6. It can be seen from the above definition that any adjudication from which an appeal lies as an appeal from an order, or any order of dismissal for default would stand excluded from the connotation of a decree. I have referred to this provision in the Code just to clarify that while judicial colloduialism may often refer to an order for costs, it is really part and parcel of the decree passed by the Court. A direction for costs in a decree is really a decree for costs. Wherever a decree is passed as respects costs, it is an inextricable part of that decree.
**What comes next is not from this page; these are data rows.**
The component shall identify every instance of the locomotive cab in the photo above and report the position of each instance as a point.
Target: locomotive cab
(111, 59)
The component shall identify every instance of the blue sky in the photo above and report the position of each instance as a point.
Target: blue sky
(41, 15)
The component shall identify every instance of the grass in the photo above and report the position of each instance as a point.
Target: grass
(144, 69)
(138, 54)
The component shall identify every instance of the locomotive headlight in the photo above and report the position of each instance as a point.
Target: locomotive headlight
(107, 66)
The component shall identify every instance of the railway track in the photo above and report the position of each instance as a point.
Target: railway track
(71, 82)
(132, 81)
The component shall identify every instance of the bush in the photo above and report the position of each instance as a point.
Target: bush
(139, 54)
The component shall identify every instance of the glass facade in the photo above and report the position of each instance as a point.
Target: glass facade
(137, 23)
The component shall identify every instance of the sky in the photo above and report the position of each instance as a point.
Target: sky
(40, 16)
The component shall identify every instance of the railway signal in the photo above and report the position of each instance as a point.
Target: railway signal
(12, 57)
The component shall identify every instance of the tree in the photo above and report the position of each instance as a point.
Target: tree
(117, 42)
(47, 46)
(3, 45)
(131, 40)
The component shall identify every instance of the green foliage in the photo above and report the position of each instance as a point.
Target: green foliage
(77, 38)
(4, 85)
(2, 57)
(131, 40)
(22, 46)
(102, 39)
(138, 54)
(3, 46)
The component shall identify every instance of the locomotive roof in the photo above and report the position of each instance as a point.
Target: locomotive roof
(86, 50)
The law seems to be that where an appeal is taken from a part of the decree alone still the appellate decree would be one in which the whole of the decree appealed against would clearly merge In such cases there cannot be a merger in part and no merger for the rest. I was referred to a Division Bench ruling of this Court in Kunjarnmal v. Krishna Chettiar : AIR1954Mad170 . In which it was laid down that when a decree is taken in appeal to a higher Court the decree passed in appeal supersedes that of the Court below and becomes the decree in the suit itself and thereafter that is the only decree which is capable of execution and the period of limitation for execution would run from the date of the appellate Court decree. The learned Judge further proceeded to hold that it makes no difference whether the person against whom execution is sought is a party to the appeal or not, any more than whether the appeal related to the entire subject-matter of the suit or only to a part thereof, on the principle that there could be only one decree in the suit, and the decree capable of execution is only the decree passed in appeal.
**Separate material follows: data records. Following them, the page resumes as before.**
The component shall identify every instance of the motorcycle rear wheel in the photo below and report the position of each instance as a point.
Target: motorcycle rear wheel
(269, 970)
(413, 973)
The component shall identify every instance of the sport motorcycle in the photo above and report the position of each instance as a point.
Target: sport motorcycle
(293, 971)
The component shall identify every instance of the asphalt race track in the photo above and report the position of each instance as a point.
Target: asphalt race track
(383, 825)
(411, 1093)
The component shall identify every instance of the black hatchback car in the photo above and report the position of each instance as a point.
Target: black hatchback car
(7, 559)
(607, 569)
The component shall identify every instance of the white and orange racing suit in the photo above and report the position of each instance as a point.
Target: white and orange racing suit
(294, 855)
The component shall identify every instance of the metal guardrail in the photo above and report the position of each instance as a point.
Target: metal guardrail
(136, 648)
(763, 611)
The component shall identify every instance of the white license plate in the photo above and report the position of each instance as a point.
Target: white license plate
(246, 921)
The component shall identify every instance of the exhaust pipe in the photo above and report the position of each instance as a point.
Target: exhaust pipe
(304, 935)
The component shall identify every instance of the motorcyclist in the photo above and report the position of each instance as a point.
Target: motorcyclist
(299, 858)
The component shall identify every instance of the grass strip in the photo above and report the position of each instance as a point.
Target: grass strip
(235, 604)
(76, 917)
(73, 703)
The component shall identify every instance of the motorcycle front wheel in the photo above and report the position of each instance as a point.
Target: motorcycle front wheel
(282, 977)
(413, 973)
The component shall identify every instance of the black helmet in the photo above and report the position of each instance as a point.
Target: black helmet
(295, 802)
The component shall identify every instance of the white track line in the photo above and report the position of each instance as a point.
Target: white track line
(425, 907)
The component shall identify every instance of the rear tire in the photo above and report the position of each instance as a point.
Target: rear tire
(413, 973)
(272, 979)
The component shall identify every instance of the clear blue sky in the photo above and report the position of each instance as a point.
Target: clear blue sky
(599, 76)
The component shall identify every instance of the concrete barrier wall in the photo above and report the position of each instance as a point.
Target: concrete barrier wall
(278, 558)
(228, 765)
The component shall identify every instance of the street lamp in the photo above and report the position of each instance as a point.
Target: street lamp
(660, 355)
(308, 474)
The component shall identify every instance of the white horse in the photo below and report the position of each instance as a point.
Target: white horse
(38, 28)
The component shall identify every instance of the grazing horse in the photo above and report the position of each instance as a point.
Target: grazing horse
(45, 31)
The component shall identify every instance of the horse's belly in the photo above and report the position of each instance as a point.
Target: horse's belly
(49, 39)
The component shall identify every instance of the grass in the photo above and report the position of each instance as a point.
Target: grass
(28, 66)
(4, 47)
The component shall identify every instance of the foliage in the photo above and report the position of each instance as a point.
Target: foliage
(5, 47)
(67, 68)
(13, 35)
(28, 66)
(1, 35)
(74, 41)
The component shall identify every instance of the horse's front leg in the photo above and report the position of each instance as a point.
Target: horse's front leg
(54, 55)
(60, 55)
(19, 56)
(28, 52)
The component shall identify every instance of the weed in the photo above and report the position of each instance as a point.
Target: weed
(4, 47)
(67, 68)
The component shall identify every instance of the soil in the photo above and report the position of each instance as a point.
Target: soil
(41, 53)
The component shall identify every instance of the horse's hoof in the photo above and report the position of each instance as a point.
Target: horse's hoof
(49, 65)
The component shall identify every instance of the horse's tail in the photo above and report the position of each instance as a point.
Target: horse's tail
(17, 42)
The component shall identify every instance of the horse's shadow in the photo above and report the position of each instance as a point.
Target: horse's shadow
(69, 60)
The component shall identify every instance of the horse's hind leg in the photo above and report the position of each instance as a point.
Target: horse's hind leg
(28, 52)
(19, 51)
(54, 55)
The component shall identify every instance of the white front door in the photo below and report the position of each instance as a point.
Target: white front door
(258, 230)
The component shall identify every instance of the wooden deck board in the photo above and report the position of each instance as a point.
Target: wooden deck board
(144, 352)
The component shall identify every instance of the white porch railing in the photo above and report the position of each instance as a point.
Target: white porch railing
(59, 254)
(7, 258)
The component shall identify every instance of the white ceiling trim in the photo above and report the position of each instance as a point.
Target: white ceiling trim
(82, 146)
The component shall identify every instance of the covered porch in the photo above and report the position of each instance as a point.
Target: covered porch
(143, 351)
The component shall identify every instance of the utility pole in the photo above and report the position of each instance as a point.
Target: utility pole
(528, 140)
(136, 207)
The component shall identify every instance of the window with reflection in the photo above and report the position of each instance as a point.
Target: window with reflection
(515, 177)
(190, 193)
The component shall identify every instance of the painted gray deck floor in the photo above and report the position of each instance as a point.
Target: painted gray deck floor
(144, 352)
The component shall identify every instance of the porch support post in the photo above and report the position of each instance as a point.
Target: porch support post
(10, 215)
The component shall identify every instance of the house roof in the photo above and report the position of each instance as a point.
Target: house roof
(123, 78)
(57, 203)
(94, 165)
7. In my view, principle in the above decision would apply even in a case where that which is executed is only that part of the decree as to costs and where the decree for costs as such had not been part of the subject-matter of the appellate decree.
8. The learned Counsel for the petitioner also cited a decision in S.P. Choudhury v. S.C. and Company : AIR1976Cal122 . The head-note to that case sums up the decision with reference to the facts of that case as under:
Where a decree for costs passed by the trial Court on 1st May, 1959, was affirmed by the appellate Court with some modification on 7th June, 1962 an application for execution of the decree for costs of the appeal Court filed on 2nd May, 1972 is not barred by limitation under Article 136. The decree of the trial Court dated 1st May, 1959, has merged in the decree of the appeal court dated 7th June, 1962 and the starting point of limitation for application for execution of the decree for costs is the date of the appeal Court decree and not the date of the trial Court decree.
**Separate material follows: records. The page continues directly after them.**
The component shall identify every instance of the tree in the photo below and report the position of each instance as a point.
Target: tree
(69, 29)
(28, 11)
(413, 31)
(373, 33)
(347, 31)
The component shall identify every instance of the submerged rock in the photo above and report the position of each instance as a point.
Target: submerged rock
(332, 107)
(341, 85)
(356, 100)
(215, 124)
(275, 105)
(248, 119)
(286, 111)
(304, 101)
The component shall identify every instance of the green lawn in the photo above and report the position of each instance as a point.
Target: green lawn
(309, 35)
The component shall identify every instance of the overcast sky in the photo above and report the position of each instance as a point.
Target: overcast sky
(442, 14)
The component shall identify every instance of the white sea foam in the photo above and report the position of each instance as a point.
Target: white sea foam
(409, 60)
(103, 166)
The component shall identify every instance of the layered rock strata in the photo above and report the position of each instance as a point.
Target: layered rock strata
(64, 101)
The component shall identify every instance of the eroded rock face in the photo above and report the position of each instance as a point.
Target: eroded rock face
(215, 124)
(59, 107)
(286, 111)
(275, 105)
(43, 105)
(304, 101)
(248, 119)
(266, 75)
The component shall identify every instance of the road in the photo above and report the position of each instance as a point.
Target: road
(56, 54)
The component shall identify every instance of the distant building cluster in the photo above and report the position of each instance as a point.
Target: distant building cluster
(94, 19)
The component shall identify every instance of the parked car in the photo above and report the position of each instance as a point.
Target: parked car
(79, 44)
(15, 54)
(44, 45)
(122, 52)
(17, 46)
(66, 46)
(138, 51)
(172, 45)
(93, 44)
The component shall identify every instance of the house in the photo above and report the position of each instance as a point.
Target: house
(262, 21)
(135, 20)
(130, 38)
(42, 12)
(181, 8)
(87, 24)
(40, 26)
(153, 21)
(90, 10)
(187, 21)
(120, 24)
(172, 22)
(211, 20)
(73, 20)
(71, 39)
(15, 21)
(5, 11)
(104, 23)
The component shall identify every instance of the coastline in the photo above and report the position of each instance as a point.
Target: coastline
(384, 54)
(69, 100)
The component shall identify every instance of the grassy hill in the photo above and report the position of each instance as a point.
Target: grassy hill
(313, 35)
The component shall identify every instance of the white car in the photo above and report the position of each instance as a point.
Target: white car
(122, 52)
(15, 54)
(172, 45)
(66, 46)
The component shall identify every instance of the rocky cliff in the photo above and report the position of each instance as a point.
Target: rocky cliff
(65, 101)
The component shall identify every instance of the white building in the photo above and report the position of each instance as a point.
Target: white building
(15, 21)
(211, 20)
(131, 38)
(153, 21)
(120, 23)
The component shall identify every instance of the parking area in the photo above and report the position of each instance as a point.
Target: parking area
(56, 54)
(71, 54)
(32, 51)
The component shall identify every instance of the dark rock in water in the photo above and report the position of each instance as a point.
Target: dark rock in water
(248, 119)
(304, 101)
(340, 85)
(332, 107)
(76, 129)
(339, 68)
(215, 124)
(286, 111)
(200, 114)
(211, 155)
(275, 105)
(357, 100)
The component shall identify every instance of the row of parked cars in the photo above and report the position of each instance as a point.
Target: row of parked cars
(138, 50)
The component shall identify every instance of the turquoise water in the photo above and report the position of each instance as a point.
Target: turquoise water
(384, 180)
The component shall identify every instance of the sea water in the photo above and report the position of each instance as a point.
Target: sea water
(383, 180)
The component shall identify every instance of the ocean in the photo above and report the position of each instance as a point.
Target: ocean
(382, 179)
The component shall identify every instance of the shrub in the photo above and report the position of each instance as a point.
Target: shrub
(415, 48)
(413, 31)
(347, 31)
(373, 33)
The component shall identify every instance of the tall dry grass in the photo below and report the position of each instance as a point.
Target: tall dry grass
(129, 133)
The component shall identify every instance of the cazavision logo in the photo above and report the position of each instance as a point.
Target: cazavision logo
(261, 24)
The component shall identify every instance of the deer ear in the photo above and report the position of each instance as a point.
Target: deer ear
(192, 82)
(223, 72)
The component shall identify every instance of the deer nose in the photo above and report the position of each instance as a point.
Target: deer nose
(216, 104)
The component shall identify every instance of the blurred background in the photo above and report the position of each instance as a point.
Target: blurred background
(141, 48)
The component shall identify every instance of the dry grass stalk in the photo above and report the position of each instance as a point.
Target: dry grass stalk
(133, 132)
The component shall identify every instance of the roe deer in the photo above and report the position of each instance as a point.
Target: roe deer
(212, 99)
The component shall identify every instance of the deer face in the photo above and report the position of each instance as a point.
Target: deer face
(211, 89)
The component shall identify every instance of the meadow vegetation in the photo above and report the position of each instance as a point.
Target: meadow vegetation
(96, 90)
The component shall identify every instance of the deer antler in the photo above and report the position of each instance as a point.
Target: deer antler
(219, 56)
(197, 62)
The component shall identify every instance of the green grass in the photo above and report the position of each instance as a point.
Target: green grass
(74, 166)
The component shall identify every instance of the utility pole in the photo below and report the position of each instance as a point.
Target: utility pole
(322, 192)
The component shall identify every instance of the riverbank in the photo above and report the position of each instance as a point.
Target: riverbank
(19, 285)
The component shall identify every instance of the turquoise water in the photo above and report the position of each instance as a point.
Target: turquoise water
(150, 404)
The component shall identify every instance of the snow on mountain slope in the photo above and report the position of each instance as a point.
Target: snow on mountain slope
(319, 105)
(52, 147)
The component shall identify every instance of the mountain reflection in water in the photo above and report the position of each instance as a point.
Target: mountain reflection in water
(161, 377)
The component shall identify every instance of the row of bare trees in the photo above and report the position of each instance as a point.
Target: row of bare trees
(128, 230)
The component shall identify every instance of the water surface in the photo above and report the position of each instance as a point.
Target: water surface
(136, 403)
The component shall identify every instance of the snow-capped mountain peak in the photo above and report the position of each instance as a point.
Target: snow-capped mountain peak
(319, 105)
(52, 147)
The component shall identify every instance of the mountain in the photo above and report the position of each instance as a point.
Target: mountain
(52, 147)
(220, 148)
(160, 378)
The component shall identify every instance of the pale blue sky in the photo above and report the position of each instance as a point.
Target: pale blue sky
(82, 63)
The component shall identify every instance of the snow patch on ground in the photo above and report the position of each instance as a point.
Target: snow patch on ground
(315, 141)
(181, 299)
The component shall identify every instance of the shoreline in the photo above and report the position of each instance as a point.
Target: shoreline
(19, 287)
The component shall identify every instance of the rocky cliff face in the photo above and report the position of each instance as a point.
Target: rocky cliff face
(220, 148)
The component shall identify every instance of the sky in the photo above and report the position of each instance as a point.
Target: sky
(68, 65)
9. In view of the above considerations, I hold that the order of the learned Subordinate Judge dismissing E.P. No. 85 of 1977 in limine on the ground that it was barred by limitation is erroneous in point of law and has to be set aside. I accordingly set aside that order and send the case back to the learned Subordinate Judge for disposal on its merits. The Civil Revision Petition is accordingly ordered. But there will be no order as to costs.